Support is also very high for anti-discrimination protections for LGBTQ+ Americans across all sectors of life. Eighty-three percent agree with Biden’s executive order prohibiting workplace discrimination based on sexual orientation and gender identity.
Discrimination can still be codified by state legislatures with nothing better to do, though: Rep. Ben Koppelman (R-West Fargo) and other gender experts aren’t worried about transgender unfairness in sports as they claim.
The Koppelman-led bigots are trying to discourage parents of gender-nonconforming children from coming to North Dakota in the first place — as if they are queuing up at the border.
HIgh school sports are based on unfairness. I wasn’t skinny and slow for the competitive advantages. My body was involuntarily at odds with my urge not to be a low speed-bump during football practice. Was it fair to compete against heavily bearded mesomorphs in the eighth grade? I was nearly too short to qualify for varsity basketball statistician. Luckily, complicated shoes with thick soles were fashionable at the time, along with flammable fabrics.

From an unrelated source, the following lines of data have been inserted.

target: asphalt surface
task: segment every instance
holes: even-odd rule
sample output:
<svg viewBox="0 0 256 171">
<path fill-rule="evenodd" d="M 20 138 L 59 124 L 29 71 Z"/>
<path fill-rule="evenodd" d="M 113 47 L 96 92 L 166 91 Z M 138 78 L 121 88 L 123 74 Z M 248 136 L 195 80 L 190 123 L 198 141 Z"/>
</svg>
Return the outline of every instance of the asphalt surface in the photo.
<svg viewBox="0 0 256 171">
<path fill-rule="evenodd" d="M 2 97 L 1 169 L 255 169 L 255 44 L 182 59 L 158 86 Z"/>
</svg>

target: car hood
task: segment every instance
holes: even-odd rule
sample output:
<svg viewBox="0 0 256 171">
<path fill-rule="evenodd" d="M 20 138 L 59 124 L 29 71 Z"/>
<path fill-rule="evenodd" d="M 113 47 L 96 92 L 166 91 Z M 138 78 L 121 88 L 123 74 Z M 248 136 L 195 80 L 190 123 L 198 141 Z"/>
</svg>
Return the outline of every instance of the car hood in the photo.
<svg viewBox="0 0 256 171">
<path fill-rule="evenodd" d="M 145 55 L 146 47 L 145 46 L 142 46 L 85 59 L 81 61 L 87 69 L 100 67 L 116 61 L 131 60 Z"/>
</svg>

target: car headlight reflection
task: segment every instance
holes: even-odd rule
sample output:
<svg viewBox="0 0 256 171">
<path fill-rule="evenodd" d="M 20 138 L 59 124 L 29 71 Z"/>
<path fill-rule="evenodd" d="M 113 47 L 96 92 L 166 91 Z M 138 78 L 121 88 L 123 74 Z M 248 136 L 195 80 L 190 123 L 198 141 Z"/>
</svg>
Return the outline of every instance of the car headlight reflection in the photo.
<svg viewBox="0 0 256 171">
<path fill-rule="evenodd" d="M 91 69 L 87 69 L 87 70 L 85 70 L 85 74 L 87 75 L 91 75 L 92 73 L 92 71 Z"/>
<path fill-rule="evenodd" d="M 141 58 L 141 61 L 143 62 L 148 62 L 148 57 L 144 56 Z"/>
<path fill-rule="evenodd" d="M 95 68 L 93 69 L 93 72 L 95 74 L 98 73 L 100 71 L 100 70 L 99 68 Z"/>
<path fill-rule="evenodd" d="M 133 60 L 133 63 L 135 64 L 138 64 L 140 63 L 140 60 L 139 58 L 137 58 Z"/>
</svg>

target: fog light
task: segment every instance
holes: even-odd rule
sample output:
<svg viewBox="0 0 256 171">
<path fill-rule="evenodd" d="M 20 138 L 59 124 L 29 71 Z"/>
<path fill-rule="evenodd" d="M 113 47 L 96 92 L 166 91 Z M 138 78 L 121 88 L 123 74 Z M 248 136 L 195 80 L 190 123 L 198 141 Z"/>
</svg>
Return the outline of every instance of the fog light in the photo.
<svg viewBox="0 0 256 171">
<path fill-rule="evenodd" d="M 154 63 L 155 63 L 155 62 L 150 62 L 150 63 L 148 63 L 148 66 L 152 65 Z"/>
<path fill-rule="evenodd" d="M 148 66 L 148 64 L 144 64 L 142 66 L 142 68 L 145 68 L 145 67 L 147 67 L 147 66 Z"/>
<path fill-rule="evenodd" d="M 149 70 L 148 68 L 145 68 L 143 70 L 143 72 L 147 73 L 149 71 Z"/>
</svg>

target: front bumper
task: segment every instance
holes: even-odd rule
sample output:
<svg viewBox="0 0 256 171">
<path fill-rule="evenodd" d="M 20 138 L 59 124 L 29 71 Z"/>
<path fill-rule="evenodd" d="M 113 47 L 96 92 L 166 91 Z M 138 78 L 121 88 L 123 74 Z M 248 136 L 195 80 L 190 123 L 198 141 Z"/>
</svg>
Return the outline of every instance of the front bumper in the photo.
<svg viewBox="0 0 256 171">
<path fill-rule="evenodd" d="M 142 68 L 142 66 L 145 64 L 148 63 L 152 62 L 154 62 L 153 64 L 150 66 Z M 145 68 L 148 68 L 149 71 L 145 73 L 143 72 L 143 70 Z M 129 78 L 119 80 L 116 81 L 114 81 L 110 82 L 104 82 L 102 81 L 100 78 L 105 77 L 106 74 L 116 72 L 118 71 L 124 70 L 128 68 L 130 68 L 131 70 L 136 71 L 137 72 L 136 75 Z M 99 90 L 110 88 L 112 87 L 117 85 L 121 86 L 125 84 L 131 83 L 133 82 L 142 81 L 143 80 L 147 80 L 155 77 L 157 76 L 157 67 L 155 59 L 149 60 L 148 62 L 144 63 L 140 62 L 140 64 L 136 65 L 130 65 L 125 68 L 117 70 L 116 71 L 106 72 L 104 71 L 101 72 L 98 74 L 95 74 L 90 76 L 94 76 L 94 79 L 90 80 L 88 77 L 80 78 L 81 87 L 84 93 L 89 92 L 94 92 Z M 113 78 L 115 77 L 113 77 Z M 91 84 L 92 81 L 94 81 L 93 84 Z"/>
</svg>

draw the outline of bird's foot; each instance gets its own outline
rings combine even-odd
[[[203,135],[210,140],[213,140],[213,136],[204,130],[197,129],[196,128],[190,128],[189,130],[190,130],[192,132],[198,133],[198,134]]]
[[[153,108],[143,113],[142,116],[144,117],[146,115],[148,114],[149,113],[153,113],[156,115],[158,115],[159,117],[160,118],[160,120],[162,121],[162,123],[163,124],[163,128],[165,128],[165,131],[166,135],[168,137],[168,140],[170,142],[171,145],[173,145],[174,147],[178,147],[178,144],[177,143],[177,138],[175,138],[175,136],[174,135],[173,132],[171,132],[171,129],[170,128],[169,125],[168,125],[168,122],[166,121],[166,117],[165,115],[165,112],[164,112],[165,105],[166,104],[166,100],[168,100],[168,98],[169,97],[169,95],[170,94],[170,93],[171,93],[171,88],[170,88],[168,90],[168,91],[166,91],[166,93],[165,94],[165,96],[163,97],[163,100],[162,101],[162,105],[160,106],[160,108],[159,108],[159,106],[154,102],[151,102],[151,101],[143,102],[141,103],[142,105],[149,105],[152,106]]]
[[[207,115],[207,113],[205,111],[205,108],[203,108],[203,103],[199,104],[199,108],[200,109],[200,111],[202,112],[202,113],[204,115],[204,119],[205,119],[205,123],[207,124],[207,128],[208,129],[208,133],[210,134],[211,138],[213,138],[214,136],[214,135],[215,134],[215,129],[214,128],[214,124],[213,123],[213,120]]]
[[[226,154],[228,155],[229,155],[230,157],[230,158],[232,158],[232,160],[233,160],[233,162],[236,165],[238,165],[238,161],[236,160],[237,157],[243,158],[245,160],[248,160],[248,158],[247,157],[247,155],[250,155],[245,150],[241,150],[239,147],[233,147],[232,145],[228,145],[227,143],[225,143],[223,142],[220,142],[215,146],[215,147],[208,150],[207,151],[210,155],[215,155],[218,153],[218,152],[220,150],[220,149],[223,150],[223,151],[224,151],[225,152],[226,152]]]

Speaking of heavily bearded mesomorphs, Rob Port — conflicted Forum company blogger — thinks heterosexual males will merely decide to declare femalehood — because it’s just that simple — to win a medal. What medal did Port’s penis ever win for him?
The “transgender issue” voters are afraid life in Upham will become too confusing if hiking our skirts isn’t enough to sort every unique person into one of two categories — even though no two humans are alike.
Two-thirds of us want the federal government to do more to reduce the effects of climate change. One-third can’t see what the big deal is. The world isn’t going to stop and wait for the deniers to catch on.
The vast majority of Americans understand that the virus is a “mortality accelerant” and really don’t mind keeping their spit to themselves. Seventy-five percent approve of Biden’s executive order requiring masks on federal property. We’re united on COVID except for the bar stool geniuses with shot glass microscopes.
A solid majority think immigrants make the U.S. better and would prefer that we skip the cruelty that Trump added to the already cruel system. No need to mention that the American market for drugs drives much of the violence that is pushing people north.
- Raising the minimum wage is supported by an extra supermajority of Americans.
- A sizable margin disapproved of Trump’s handling of both trade and foreign affairs. Don and his cult never did learn who paid for his willy nilly enacted tariffs and most of us want the U.S. to rejoin the world and repair historic alliances.
- Only a small fraction think we should possess a “worse” understanding of our grand and grim history as a country and they always have.
- Health care? Citizens are for it. Especially, the Obamacare regulation mandating the coverage of pre-existing conditions.
- Ninety-eight percent of Americans know that invading a joint session of Congress is a serious crime.
- Ninety-nine percent of us wouldn’t take selfies during the commission of a felony.
- Nobody likes the aroma of bear mace; the official cologne of the Proud Boys.
What in this annotated list has room for compromise? The Senate may be split, but the American people are not. It’s problem-solving and seeking a more perfect union versus conspiracy theories and lies.